Qui Nairobi. Una voce dall’Africa. Ci scrive Andrea, santantoninese in Kenya: “Bisogna ripartire dall’uomo”
NAIROBI, 27 gennaio 2013 – Due settimane fa, mentre sbarcavo dall’aereo, mi sono subito reso conto di essere arrivato in una terra affascinante, ma che richiedeva uno sguardo libero e nuovo. Ho abbandonato ogni preconcetto “occidentale” che porta a fare sterili paragoni e mi sono tuffato immediatamente sulle strade d’Africa. Accolto da Antonino Masuri, il Program Officer della Fondazione AVSI per il Sostegno a Distanza (SaD) del Kenya, abbiamo percorso la strada che mi avrebbe condotto al piccolo “monolocale” che sarà la mia casa per i prossimi mesi, con la possibilità di avere un po’ di tempo per ambientarmi.La prima settimana si è svolta serenamente, accolto con affetto e disponibilità da tutto lo Staff locale e con alcune visite alle iniziative e ai progetti che sono promossi dal Sostegno a Distanza.
La scuola materna “Emanuela Mazzola”, dove novanta bambini sorridenti hanno cantato per noi, con una gioia così trascinante che era impossibile non esserne contagiati.

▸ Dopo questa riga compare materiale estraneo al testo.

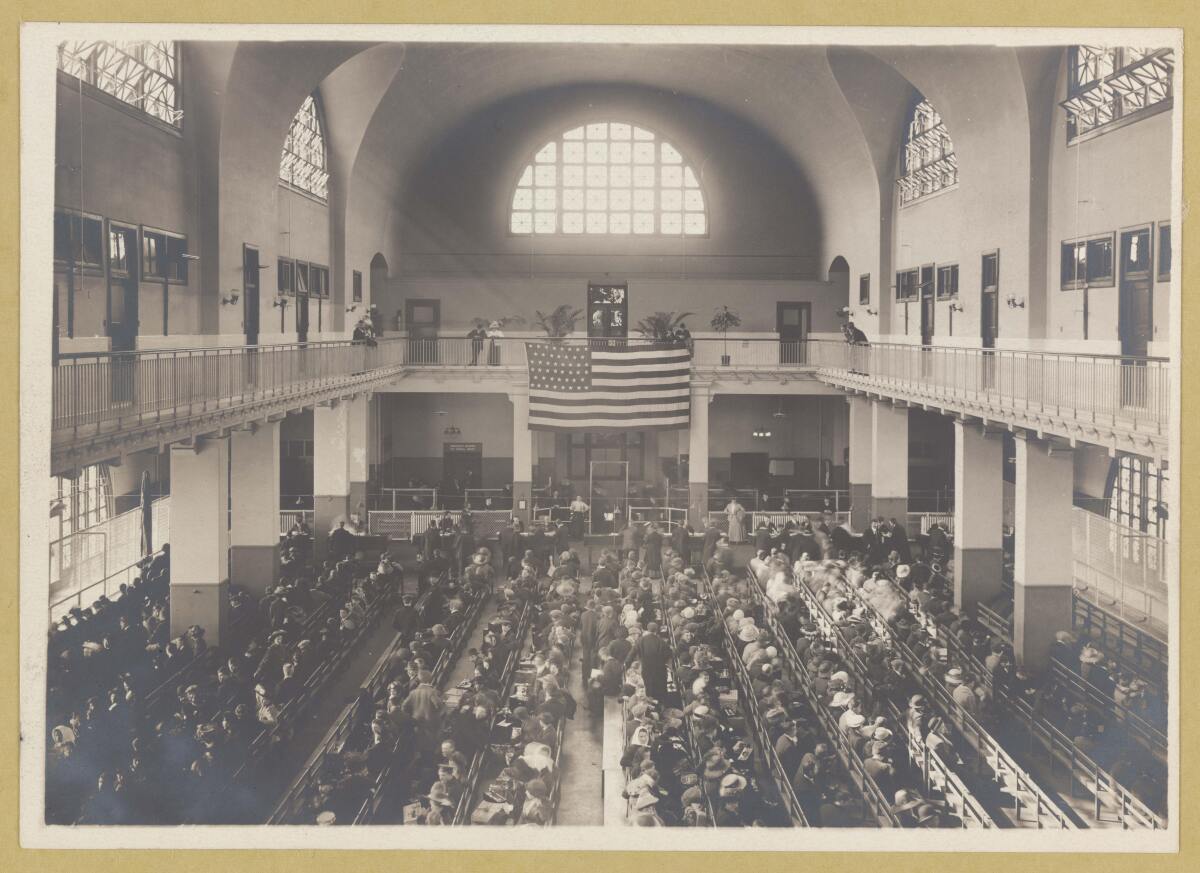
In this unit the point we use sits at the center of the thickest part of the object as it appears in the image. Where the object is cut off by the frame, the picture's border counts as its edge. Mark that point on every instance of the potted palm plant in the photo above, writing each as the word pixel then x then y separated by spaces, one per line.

Il progetto per i bambini disabili e i loro genitori che, grazie al rapporto e all’amicizia con i Missionari della Fraternità San Carlo Borromeo, vengono accolti e aiutati nel percorso difficile di cura e relazione con i figli disabili, considerati come una maledizione e che trovano un luogo capace di ridonare loro la certezza di essere amati e voluti. Poi la visita all’Istituto Professionale St. Kizito, prima grande realtà dell’AVSI in Kenya, che prepara molti ragazzi alle professioni di falegname, fabbro, meccanico, parrucchiere, elettronico, muratore, informatico, ecc.
Uno sguardo su tante realtà che hanno in comune il mettere al centro la persona nella sua totalita`. Ciò che più mi ha emozionato è stata la possibilità di partecipare ad un seminario internazionale sulla presenza di AVSI in Africa Insieme ai responsabili ultimi di AVSI Italia, questi tre giorni hanno permesso a tutti di ritornare all’origine del metodo proposto.
Non un assistenzialismo basato sul pietismo, ma la volontà di ridare alle persone quella scintilla capace di risvegliare il loro desiderio di felicità, nella consapevolezza che sono amati e che non sono lasciati soli nel delicato cammino di realizzazione delle proprie aspirazioni. La finalità non è il progetto, che è invece uno strumento ma la persona in quanto tale. La testimonianza di Rose Busingye, che dirige il Meeting Point di Kampala e che è riuscita a ridare il valore creduto perduto alla vita di tante donne malate di AIDS, ha centrato la questione dell’impegno alla cooperazione, nella generazione di nuovi soggetti, possibile solo se chi lavora è egli stesso un soggetto, consapevole del proprio essere e dei desideri del proprio cuore.
È stato grandioso vedere che questo metodo permei tutta l’attività di AVSI, in un modo così unico da riuscire a costruire scuole negli slum, come la “Little Prince”, una scuola materna e primaria che sorge come un fiore all’inizio dello slum di Kibera, il più grande di Nairobi, o la Scuola Secondaria “Cardinal Otunga”, che dà un’istruzione di qualità a ragazzi bisognosi che altrimenti non potrebbero accedervi.
Due settimane di incontri, testimonianze, studio e lavoro che portano con sé una certezza: all’inizio di ogni percorso, anche quello di un viaggio lungo tre mesi, c’è un Io che si muove, una persona che coltiva i suoi desideri e permette al prossimo che incontra di farlo a sua volta. Soprattutto oggi dobbiamo ripartire da noi stessi in termini di autocoscienza: in tutto quello che facciamo siamo rapporto con l`infinito. Occorre ripartire dall’uomo.